In fact, in the vast realm of unflattering terms to describe women - old maid, fish wife - cougar stands out as quite regal, so I was surprised to find that some feminists were outraged when Air New Zealand promoted one of its contests by using a satirical video about cougars stalking their "prey." The ad shows an attractive woman in a skimpy orange dress eyeing some college boys at a bar (oh honey, go for bigger game!) "Here we see a herd of young males nervously gathering at a watering hole," the voiceover says. "The cougar waits on the edges for one of the young males to foolishly separate itself from the herd." Having grabbed one in her man-hungry jaws, she drags it back to her apartment to listen to "Enya, or possibly the Eurythmics."

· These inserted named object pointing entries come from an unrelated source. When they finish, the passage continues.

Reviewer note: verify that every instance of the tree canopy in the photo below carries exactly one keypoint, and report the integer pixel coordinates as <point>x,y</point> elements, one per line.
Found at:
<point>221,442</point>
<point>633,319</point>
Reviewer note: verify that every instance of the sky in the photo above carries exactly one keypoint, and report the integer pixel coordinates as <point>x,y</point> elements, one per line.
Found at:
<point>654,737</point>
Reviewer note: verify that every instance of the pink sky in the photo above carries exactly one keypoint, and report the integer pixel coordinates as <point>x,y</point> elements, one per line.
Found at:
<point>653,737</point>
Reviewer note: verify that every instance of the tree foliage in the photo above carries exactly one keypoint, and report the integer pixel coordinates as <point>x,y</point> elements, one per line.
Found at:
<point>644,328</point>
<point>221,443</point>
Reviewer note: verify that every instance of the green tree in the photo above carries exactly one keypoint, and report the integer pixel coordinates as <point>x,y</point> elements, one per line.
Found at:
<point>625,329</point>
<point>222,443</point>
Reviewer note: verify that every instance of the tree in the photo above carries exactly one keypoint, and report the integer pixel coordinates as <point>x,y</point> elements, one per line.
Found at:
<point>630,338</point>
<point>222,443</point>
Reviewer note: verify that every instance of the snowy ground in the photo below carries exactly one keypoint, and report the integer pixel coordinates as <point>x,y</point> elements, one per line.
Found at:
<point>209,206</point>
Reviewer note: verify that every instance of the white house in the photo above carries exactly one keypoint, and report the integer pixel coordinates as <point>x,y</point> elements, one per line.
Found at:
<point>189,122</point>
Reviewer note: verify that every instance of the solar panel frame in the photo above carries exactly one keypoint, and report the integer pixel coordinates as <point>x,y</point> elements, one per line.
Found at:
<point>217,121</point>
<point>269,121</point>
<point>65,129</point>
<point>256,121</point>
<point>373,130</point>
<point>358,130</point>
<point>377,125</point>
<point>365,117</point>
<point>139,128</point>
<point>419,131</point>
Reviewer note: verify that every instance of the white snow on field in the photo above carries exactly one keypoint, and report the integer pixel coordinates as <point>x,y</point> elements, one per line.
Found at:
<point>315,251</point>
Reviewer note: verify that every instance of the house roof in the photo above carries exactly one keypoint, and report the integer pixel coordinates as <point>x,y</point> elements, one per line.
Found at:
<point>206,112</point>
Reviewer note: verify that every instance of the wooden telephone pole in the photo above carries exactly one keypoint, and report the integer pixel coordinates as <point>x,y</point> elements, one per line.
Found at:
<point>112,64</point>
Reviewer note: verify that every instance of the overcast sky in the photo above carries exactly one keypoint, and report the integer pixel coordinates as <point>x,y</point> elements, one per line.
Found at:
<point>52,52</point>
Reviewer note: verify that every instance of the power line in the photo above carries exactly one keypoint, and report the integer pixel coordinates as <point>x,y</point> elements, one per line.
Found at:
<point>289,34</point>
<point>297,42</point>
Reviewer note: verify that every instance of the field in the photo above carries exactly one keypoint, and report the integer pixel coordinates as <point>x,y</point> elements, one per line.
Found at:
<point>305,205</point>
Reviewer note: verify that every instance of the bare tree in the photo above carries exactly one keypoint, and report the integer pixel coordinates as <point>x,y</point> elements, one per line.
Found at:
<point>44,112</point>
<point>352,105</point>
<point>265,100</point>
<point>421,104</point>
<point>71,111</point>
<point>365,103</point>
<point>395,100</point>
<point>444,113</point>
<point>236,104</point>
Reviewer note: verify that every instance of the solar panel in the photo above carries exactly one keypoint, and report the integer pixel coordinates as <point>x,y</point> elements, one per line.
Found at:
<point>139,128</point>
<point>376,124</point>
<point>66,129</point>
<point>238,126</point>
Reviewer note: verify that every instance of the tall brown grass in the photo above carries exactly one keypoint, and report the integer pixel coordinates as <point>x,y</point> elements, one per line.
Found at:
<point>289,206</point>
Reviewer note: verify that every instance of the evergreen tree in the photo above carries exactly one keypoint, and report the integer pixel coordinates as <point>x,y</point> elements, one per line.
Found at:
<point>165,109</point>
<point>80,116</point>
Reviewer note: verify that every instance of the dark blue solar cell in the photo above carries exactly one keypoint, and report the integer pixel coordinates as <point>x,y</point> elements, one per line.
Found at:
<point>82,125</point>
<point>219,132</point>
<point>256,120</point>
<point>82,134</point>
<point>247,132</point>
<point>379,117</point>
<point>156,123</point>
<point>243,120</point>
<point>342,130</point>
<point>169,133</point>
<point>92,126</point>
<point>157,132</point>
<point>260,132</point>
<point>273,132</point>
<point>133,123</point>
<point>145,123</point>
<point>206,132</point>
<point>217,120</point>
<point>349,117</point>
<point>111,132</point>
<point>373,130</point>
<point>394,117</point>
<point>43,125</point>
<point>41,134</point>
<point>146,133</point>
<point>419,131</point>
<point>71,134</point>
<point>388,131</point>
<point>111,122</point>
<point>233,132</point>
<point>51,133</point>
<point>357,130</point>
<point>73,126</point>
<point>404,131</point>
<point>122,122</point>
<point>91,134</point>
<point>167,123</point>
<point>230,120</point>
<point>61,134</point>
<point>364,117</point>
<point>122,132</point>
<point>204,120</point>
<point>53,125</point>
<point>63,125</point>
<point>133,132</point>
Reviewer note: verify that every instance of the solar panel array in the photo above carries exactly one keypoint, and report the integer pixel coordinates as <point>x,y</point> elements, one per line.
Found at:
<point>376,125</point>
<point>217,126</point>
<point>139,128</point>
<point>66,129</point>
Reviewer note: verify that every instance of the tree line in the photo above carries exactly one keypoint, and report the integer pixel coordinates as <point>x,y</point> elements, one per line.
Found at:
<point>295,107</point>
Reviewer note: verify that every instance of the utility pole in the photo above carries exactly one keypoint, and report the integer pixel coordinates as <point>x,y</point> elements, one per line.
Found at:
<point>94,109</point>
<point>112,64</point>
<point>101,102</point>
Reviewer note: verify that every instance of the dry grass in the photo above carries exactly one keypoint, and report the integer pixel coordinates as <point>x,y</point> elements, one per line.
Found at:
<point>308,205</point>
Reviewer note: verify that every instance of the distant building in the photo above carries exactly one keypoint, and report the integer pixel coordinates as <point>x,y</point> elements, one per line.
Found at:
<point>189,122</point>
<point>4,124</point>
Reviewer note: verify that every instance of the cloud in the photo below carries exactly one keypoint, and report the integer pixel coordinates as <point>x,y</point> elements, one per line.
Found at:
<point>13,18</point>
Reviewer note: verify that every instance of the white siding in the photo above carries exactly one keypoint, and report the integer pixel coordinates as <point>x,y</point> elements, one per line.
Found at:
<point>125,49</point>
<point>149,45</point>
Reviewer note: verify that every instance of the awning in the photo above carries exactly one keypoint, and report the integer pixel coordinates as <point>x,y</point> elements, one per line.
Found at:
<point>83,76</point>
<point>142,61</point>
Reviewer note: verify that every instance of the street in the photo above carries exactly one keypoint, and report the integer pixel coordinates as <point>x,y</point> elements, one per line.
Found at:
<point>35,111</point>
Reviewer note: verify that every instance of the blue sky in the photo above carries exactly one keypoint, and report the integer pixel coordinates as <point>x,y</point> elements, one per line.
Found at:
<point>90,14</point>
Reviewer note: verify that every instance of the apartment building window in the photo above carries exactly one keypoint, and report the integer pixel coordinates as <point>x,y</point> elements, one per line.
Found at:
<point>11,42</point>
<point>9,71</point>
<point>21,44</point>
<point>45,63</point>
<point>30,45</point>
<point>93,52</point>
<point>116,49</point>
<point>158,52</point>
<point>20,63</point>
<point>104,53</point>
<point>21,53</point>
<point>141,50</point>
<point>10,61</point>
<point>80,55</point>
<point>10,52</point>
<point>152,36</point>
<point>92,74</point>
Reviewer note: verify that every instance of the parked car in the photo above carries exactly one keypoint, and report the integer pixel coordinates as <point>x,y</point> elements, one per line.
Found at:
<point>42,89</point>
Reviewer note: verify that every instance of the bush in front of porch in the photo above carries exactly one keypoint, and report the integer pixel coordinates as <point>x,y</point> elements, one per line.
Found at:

Let's see: We're talking about women who are financially independent, sexually confident and attractive enough to win the affections of men who are not yet in need of Viagra. That sounds like paradise, not an insult. These days there are cougar cruises, conventions and dating services, and the Courteney Cox sitcom Cougar Town returns to ABC for a second season this year. I think we're meant to laugh at the idea of these leathery lust-buckets, as if they're Mrs. Roper in her muumuu drooling over Jack Tripper's well-packed cutoffs. The dirty secret is that they've got it made: No husbands, money to burn and Annie Lennox on the iPod wailing that sisters are doing it for themselves.

Two years ago Tilda Swinton showed up at the Baftas, the British equivalent of the Academy Awards, wearing her usual Edith-Sitwell-on-mushrooms finery, and carrying on her arm a lovely accessory: the beauteous Sandro Kopp, an artist 18 years her junior. Apparently Kopp, Swinton and her husband have some kind of mutually agreeable partnership, like the bohemian love equivalent of a Florida time-share. The sound of middle-aged journalists choking on their lukewarm bowls of envy could be heard throughout the land.

I'm pretty sure that envy (and that old favourite, fear of women's sexuality) is at work here. Who are the world's most famous cougars? Madonna, almost three decades older than her boyfriend Jesus Luz. Demi Moore, elder half of the world's most oversharing couple. On screen, there's Kim Cattrall and Courteney Cox. These are hardly women to be mocked or pitied (The exception may be poor Ivana Trump, currently the subject of cougar jokes on Britain's Celebrity Big Brother : Four is the number of her marriages, and also possibly the age, of her last husband.) Women keep their looks for longer and have vastly more sexual and financial freedom than they did when the original cougar, Mrs. Robinson, first swanned around in her leopard skin and icing-thick eyeliner in The Graduate in 1967. Anne Bancroft was famously only 36 (six years older than Dustin Hoffman) when she played the randy middle-aged matron. It's inconceivable now; a 36-year-old actress today would get an Oscar just for trying and would need a full day in makeup to apply prosthetic wrinkles.

"I'm happy to be a cougar, if that's what it's called," Cox told critics this summer when they commented on the fact that she's eight years older than her husband, David Arquette. She's absolutely right. Never mind reclaiming the night, it's time to reclaim the word. And if not, stand back: You really don't want to mess with an irate cougar.